First of all, you'll need a pixel art to holographise. Grab whichever pixel art want to edit. For the purpose of this tutorial, I have decided to use Knuckles from Sonic Advance 3, as his model takes up a wide area.

Now copy and paste the character in so that there are two of them on your canvas. Now, using the Colour Drop tool, make colour boxes on your canvas of the colours the character has. As you can see from this image, Knuckles has 10 colours inside him (Black doesn't count and neither does the white around him).

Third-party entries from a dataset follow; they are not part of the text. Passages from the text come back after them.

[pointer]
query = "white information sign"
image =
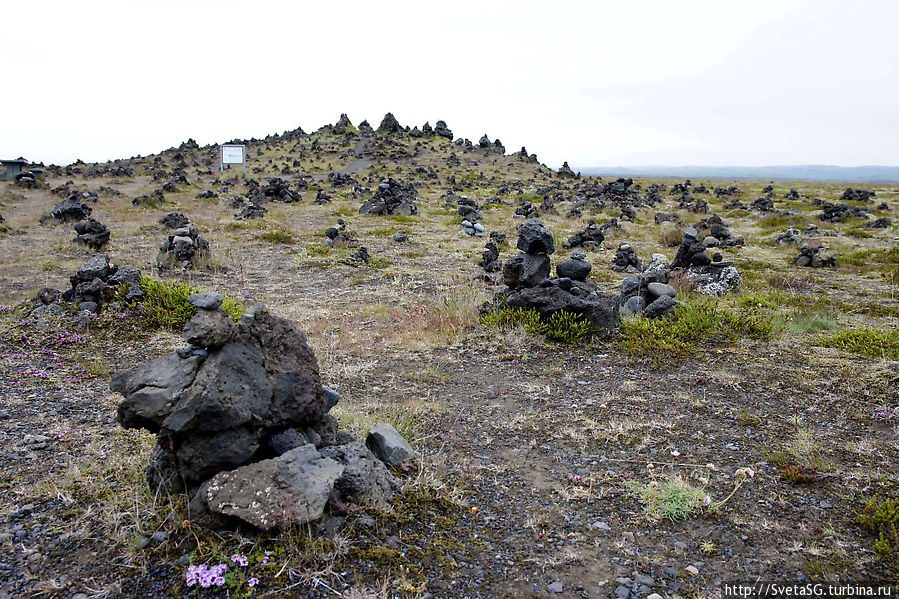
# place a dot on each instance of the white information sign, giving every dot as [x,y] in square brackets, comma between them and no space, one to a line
[234,154]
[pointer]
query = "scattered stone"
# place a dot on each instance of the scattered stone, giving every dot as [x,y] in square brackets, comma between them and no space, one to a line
[91,233]
[808,257]
[174,220]
[388,445]
[392,197]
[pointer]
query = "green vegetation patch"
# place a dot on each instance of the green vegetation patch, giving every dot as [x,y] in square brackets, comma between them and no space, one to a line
[866,341]
[560,326]
[881,518]
[165,305]
[691,327]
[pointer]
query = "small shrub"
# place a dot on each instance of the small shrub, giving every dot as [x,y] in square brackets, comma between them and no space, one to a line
[560,326]
[692,326]
[674,499]
[276,237]
[671,237]
[881,517]
[165,304]
[868,342]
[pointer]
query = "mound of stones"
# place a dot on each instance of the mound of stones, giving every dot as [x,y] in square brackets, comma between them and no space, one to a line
[392,197]
[184,248]
[339,235]
[526,276]
[389,124]
[566,172]
[242,423]
[91,233]
[174,220]
[70,209]
[91,288]
[649,293]
[626,260]
[490,261]
[591,237]
[809,257]
[278,190]
[710,276]
[858,195]
[841,212]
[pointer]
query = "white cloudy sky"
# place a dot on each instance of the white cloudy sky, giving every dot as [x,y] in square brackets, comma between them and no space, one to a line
[594,83]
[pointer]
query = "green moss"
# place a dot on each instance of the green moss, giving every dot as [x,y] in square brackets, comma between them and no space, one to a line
[866,341]
[691,327]
[165,304]
[560,326]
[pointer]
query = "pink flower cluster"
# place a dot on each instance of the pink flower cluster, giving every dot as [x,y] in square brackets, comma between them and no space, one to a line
[205,576]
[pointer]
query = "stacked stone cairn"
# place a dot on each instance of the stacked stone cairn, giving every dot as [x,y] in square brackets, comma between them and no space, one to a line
[710,276]
[243,425]
[184,248]
[649,293]
[526,276]
[809,257]
[91,288]
[626,260]
[91,233]
[392,197]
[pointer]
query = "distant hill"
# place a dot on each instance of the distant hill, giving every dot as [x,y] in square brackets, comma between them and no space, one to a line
[810,172]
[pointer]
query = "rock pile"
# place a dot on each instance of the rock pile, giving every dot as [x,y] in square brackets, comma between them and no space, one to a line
[626,260]
[242,423]
[389,124]
[392,197]
[443,131]
[91,233]
[97,281]
[649,293]
[808,256]
[278,190]
[528,286]
[858,195]
[566,172]
[490,261]
[591,237]
[339,235]
[184,248]
[174,220]
[835,213]
[71,208]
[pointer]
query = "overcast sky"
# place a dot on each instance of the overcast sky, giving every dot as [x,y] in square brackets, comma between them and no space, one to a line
[594,83]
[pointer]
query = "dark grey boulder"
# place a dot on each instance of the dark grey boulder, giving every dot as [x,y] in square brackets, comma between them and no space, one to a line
[209,328]
[656,290]
[577,270]
[525,270]
[534,238]
[291,489]
[208,300]
[662,306]
[600,309]
[365,479]
[388,445]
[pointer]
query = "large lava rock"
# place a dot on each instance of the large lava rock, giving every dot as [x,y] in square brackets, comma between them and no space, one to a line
[290,489]
[600,309]
[212,408]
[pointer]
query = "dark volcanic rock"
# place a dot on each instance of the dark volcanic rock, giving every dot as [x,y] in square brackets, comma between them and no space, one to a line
[91,233]
[525,270]
[213,415]
[389,124]
[533,238]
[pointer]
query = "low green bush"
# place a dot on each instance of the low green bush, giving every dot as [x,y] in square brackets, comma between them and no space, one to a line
[165,304]
[691,327]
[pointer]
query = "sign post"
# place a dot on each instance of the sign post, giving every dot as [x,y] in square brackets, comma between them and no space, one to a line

i. Using the Colour Drop tool again, pick up each of these colours and go to the 'Edit Colors' in the 'Colors' dropdown.
ii. Now go to where it says Hue: and in the box next to it you firstly need to minus the hue by 30. So if it says 40 your new Hue value is 10. There is a maximum of 240 hues. If your hue is less than 30 (The hue of Knuckles' red here is 0) then you simply go backwards. From 0 Knuckles' new Hue value is 210. Simply because 0 becomes 240, and 240 - 30 = 210. Do this for all the colours in his palette. You may be pleased to know that anything in the greyscale (White, All grey tones and black) do not change through hue, so you can simply copy the colours over.
iii. Do this for all the colours and then repeat for a third palette set but this time ADD 30 to the normal hue. Again if the hue is 240 then that = 0 so that becomes 30 hue. Simple mathematics. Alternatively, you can use a professional graphics program and set the values in and it will do the work for you, however this sometimes diffuses colours and with pixel art it can make the edges blurry and ruin the quality of the picture. These three palettes are very different as you can see, but it will work.

Now you have to fill the characters in. Fill the left one with the -30 hue palette and the right one with the + 30 hue palette. A quickly way to do this is to use the Rubber Tool trick.

i. With the left character, remove the very top line with the line tool, then skip one and delete another. Repeat this cycle until you get the effect in the image above. Make sure not to get it wrong, it needs to be a pixel line deleted, a pixel line saved, a pixel line deleted etc.
ii. With the right character do the same process except remove the second line, keep the third, delete the fourth etc. Until you have two images which will match up when merged together.

Now simply take the right image and paste it over the top of the left one, your image should match up and become a holographic looking image. This effect can also be used if you lower the hue difference (For example to -10 or -20) to create the effect that the light source is coming through some curtain blinds.